[The White Company by Arthur Conan Doyle]@TWC D-Link book
The White Company

CHAPTER XVIII
8/20

How read you this upon the left ?" "Argent and azure, a barry wavy of six." "Ha, it is the sign of the Wiltshire Stourtons! And there beyond I see the red and silver of the Worsleys of Apuldercombe, who like myself are of Hampshire lineage.

Close behind us is the moline cross of the gallant William Molyneux, and beside it the bloody chevrons of the Norfork Woodhouses, with the amulets of the Musgraves of Westmoreland.

By St.
Paul! it would be a very strange thing if so noble a company were to gather without some notable deed of arms arising from it.
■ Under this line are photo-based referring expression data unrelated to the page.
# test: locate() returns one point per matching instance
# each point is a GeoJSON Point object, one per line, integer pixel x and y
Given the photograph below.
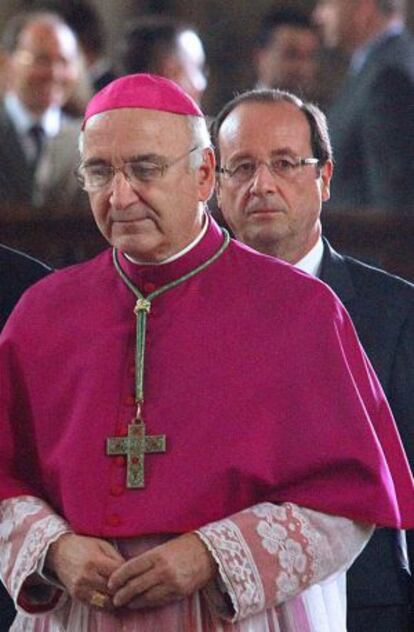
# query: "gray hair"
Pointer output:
{"type": "Point", "coordinates": [19, 22]}
{"type": "Point", "coordinates": [200, 138]}
{"type": "Point", "coordinates": [388, 7]}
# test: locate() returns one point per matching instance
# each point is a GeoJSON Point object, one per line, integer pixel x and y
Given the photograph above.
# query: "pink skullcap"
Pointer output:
{"type": "Point", "coordinates": [142, 91]}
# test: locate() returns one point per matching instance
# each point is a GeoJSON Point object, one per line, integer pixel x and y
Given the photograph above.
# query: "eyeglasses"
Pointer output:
{"type": "Point", "coordinates": [96, 177]}
{"type": "Point", "coordinates": [287, 168]}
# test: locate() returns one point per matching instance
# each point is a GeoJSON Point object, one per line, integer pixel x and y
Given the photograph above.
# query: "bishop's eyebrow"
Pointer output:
{"type": "Point", "coordinates": [95, 162]}
{"type": "Point", "coordinates": [154, 158]}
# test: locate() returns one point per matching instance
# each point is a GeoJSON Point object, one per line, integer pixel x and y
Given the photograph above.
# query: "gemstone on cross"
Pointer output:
{"type": "Point", "coordinates": [134, 447]}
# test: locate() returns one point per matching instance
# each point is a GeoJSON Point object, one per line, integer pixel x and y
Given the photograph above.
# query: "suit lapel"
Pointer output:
{"type": "Point", "coordinates": [334, 272]}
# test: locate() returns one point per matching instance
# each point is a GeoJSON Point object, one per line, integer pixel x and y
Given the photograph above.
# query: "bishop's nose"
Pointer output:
{"type": "Point", "coordinates": [122, 193]}
{"type": "Point", "coordinates": [263, 181]}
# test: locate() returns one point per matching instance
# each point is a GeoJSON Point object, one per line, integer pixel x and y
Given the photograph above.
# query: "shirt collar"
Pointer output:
{"type": "Point", "coordinates": [179, 254]}
{"type": "Point", "coordinates": [312, 261]}
{"type": "Point", "coordinates": [23, 120]}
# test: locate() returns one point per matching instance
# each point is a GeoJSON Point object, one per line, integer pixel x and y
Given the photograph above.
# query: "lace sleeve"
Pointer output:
{"type": "Point", "coordinates": [269, 553]}
{"type": "Point", "coordinates": [27, 527]}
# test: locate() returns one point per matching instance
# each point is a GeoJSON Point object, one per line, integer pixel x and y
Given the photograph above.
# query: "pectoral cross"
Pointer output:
{"type": "Point", "coordinates": [134, 447]}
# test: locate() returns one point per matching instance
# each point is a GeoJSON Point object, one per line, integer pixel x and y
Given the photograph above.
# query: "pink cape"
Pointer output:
{"type": "Point", "coordinates": [253, 372]}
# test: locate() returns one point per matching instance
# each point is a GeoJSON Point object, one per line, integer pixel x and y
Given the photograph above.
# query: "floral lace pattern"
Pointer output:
{"type": "Point", "coordinates": [283, 531]}
{"type": "Point", "coordinates": [28, 526]}
{"type": "Point", "coordinates": [237, 567]}
{"type": "Point", "coordinates": [269, 554]}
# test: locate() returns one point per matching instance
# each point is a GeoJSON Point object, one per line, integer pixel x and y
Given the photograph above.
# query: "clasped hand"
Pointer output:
{"type": "Point", "coordinates": [164, 574]}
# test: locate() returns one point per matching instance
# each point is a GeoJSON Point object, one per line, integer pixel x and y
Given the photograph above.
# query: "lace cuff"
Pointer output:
{"type": "Point", "coordinates": [269, 553]}
{"type": "Point", "coordinates": [28, 527]}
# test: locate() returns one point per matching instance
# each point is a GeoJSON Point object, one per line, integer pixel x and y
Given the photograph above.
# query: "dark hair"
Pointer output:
{"type": "Point", "coordinates": [147, 42]}
{"type": "Point", "coordinates": [281, 17]}
{"type": "Point", "coordinates": [320, 141]}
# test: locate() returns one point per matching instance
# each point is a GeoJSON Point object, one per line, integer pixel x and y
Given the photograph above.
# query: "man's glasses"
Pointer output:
{"type": "Point", "coordinates": [287, 167]}
{"type": "Point", "coordinates": [98, 176]}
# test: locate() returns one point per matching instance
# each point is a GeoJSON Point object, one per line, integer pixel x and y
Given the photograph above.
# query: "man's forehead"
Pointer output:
{"type": "Point", "coordinates": [276, 118]}
{"type": "Point", "coordinates": [287, 33]}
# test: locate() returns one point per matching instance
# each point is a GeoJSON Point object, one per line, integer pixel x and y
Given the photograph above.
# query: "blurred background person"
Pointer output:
{"type": "Point", "coordinates": [166, 47]}
{"type": "Point", "coordinates": [287, 52]}
{"type": "Point", "coordinates": [371, 119]}
{"type": "Point", "coordinates": [38, 148]}
{"type": "Point", "coordinates": [17, 273]}
{"type": "Point", "coordinates": [85, 20]}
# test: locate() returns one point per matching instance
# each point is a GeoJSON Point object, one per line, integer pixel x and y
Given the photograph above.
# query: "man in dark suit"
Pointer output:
{"type": "Point", "coordinates": [371, 119]}
{"type": "Point", "coordinates": [272, 181]}
{"type": "Point", "coordinates": [39, 143]}
{"type": "Point", "coordinates": [17, 273]}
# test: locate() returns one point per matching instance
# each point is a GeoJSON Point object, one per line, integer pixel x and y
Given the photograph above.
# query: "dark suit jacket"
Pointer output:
{"type": "Point", "coordinates": [17, 272]}
{"type": "Point", "coordinates": [372, 131]}
{"type": "Point", "coordinates": [57, 186]}
{"type": "Point", "coordinates": [382, 309]}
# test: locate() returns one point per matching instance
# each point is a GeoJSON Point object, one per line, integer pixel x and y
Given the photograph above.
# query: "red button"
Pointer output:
{"type": "Point", "coordinates": [113, 520]}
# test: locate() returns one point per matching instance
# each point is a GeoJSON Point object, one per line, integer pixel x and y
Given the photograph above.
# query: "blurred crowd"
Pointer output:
{"type": "Point", "coordinates": [54, 59]}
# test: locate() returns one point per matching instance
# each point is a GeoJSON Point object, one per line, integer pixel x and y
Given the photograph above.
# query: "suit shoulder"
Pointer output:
{"type": "Point", "coordinates": [273, 275]}
{"type": "Point", "coordinates": [374, 282]}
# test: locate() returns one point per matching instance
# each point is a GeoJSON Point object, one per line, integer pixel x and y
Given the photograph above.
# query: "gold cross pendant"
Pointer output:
{"type": "Point", "coordinates": [134, 447]}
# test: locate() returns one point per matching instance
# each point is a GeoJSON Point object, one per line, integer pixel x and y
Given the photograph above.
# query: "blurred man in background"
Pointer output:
{"type": "Point", "coordinates": [38, 149]}
{"type": "Point", "coordinates": [287, 52]}
{"type": "Point", "coordinates": [371, 119]}
{"type": "Point", "coordinates": [162, 46]}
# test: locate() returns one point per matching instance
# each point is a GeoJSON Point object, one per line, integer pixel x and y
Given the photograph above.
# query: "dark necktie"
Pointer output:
{"type": "Point", "coordinates": [37, 134]}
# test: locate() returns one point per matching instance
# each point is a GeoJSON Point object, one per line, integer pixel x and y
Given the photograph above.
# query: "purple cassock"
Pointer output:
{"type": "Point", "coordinates": [253, 372]}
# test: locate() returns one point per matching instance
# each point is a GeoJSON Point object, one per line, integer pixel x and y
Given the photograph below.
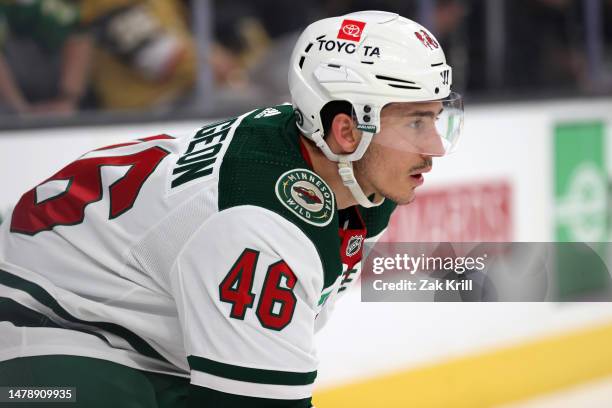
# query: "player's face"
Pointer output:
{"type": "Point", "coordinates": [395, 162]}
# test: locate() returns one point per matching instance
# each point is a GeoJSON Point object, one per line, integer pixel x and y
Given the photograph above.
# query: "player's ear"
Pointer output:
{"type": "Point", "coordinates": [344, 136]}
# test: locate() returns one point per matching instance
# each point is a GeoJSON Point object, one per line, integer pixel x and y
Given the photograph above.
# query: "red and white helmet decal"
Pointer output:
{"type": "Point", "coordinates": [351, 30]}
{"type": "Point", "coordinates": [426, 39]}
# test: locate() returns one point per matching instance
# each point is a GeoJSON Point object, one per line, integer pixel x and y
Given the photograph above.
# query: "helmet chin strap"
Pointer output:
{"type": "Point", "coordinates": [345, 169]}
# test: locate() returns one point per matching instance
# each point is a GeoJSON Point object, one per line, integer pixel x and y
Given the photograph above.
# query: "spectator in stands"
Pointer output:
{"type": "Point", "coordinates": [145, 55]}
{"type": "Point", "coordinates": [546, 46]}
{"type": "Point", "coordinates": [45, 57]}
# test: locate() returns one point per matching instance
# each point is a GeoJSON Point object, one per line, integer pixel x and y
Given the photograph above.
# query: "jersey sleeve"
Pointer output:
{"type": "Point", "coordinates": [246, 286]}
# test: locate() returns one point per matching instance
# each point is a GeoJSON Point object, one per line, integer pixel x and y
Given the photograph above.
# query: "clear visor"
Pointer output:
{"type": "Point", "coordinates": [430, 128]}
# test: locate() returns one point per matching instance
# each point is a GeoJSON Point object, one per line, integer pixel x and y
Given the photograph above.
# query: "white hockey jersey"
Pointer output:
{"type": "Point", "coordinates": [214, 256]}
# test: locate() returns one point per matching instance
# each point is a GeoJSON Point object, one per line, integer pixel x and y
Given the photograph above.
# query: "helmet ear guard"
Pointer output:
{"type": "Point", "coordinates": [369, 59]}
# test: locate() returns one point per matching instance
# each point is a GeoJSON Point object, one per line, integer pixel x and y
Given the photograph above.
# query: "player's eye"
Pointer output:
{"type": "Point", "coordinates": [416, 124]}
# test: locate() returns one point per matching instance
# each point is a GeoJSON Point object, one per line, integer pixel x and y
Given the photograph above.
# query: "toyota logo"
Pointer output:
{"type": "Point", "coordinates": [351, 30]}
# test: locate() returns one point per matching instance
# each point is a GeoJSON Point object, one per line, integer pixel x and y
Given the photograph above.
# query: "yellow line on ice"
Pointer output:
{"type": "Point", "coordinates": [491, 378]}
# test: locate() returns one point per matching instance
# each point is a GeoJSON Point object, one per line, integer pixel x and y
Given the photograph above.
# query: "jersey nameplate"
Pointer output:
{"type": "Point", "coordinates": [202, 153]}
{"type": "Point", "coordinates": [306, 195]}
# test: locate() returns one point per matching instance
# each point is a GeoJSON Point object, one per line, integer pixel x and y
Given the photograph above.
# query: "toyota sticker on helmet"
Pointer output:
{"type": "Point", "coordinates": [351, 30]}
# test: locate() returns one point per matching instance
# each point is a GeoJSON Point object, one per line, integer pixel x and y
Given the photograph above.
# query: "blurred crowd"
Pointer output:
{"type": "Point", "coordinates": [59, 57]}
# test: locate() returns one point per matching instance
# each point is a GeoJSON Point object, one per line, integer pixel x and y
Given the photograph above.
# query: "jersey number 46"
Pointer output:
{"type": "Point", "coordinates": [276, 300]}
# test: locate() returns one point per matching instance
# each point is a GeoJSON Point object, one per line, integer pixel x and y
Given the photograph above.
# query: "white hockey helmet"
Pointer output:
{"type": "Point", "coordinates": [370, 59]}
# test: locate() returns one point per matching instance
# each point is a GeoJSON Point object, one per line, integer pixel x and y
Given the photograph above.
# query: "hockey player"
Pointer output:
{"type": "Point", "coordinates": [194, 271]}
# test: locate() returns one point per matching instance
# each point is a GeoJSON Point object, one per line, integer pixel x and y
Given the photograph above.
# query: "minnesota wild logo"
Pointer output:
{"type": "Point", "coordinates": [306, 195]}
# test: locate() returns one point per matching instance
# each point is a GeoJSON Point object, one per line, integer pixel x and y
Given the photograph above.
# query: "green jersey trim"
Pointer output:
{"type": "Point", "coordinates": [43, 297]}
{"type": "Point", "coordinates": [260, 153]}
{"type": "Point", "coordinates": [253, 375]}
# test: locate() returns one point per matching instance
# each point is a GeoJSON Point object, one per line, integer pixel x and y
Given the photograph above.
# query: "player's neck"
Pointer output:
{"type": "Point", "coordinates": [328, 170]}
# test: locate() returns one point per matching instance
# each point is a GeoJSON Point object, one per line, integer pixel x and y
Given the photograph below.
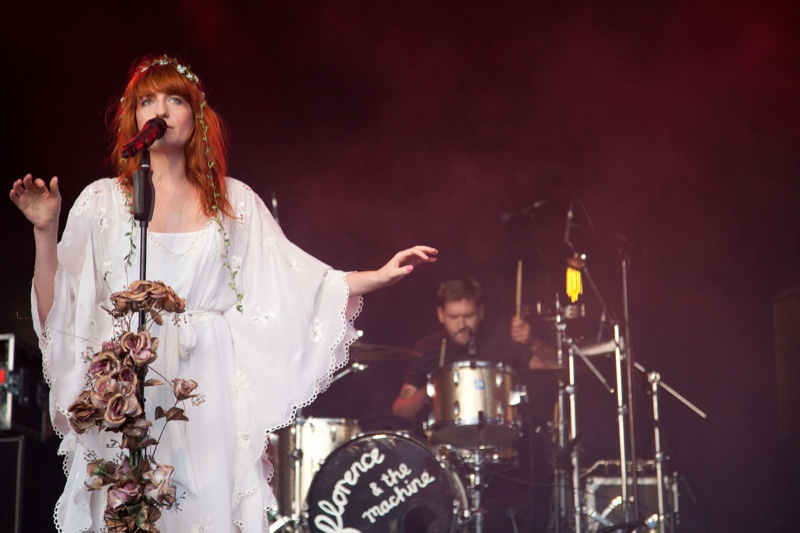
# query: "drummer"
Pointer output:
{"type": "Point", "coordinates": [460, 311]}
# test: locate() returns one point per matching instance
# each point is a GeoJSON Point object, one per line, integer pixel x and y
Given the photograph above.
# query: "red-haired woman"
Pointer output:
{"type": "Point", "coordinates": [265, 326]}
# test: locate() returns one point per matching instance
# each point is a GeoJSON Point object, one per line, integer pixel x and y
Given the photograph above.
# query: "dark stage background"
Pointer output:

And here is our boat, Sir Oliver, so it seems best to me that we should go to the abbey with our squires, leaving Master Hawtayne to have his own way in the unloading." The horses both of knights and squires were speedily lowered into a broad lighter, and reached the shore almost as soon as their masters.
Sir Nigel bent his knee devoutly as he put foot on land, and taking a small black patch from his bosom he bound it tightly over his left eye.
"May the blessed George and the memory of my sweet lady-love raise high my heart!" quoth he.

"And as a token I vow that I will not take this patch from my eye until I have seen something of this country of Spain, and done such a small deed as it lies in me to do.